The mortgages are the best of about $1 billion in bad loans that ResCap was forced to repurchase after borrowers quit paying, according to papers the company filed earlier this month in U.S. Bankruptcy Court in Manhattan.
ResCap “identified those loans that will be attractive to a number of prospective bidders, which are expected to result in the highest average market price for the loans sold,” the company said in the filing. ResCap picked about 650 loans that have the best information about the value of the homes.
ResCap, based in New York, filed for bankruptcy in May with plans to sell its major assets and resolve legal claims related to mortgage loans. The company is owned by Ally Financial Inc., a Detroit-based auto lender majority owned by U.S. taxpayers.
Last year, the company held auctions for the most valuable ResCap assets -- its loan-servicing business and a separate portfolio of mortgages.
Ocwen Financial Corp. won the Oct. 24 auction for the loan-servicing unit with a bid of $3 billion.

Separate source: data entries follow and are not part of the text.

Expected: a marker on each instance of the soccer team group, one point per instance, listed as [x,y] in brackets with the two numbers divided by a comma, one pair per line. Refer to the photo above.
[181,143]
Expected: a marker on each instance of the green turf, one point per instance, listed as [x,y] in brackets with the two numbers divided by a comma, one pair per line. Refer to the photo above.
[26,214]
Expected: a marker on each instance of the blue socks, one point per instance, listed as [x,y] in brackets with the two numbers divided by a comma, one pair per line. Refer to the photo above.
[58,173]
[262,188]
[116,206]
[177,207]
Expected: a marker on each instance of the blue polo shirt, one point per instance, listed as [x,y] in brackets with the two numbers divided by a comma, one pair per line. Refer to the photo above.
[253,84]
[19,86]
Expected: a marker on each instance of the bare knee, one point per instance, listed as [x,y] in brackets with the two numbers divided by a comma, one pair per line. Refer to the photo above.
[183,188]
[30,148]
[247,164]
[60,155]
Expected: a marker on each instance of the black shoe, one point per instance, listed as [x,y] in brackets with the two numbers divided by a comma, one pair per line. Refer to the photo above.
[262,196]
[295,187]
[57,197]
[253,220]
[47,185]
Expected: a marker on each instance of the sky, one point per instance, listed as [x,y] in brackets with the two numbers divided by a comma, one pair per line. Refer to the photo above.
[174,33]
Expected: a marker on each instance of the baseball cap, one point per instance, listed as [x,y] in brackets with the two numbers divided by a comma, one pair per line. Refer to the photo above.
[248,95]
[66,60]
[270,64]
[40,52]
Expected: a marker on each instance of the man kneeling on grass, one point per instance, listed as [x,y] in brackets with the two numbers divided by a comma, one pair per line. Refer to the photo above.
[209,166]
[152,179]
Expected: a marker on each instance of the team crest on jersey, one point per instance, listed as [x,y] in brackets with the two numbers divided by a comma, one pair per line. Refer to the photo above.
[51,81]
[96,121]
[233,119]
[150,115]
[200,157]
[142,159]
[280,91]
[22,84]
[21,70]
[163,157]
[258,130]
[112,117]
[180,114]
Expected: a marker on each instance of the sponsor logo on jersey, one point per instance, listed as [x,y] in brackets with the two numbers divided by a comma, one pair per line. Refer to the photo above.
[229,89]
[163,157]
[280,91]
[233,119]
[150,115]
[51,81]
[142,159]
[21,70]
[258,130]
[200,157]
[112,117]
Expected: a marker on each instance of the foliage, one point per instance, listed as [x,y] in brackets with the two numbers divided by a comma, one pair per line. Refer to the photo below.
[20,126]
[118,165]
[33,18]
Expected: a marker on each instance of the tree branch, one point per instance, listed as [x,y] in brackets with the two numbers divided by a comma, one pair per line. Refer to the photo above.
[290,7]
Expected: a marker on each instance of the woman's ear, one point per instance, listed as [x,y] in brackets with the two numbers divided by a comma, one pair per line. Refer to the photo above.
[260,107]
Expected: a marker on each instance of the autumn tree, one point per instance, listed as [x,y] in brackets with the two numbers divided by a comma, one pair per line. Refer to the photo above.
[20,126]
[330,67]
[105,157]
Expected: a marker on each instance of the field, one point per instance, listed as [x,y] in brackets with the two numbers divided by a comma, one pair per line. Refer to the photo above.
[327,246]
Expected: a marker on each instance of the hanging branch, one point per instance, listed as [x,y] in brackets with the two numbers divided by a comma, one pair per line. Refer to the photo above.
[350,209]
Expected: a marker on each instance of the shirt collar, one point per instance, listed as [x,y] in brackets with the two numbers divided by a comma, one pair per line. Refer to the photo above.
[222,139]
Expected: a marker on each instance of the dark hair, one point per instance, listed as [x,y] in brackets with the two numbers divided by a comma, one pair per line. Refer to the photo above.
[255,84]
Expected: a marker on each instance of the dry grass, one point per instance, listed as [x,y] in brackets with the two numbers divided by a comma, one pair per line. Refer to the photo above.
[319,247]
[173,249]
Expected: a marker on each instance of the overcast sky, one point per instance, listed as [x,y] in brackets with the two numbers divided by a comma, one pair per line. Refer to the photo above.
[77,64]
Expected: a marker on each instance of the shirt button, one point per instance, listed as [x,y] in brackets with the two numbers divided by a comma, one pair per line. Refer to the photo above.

The next day, Berkshire Hathaway Inc. won the auction for a portfolio of ResCap’s loans with a $1.5 billion offer.
ReCap’s 6.5 percent bonds that mature in April climbed 1.7 percent to 29.25 cents on the dollar, according to Trace, the bond-price reporting system of the Financial Industry Regulatory Authority.
The case is In re Residential Capital LLC, 12-12020, U.S. Bankruptcy Court, Southern District of New York (Manhattan).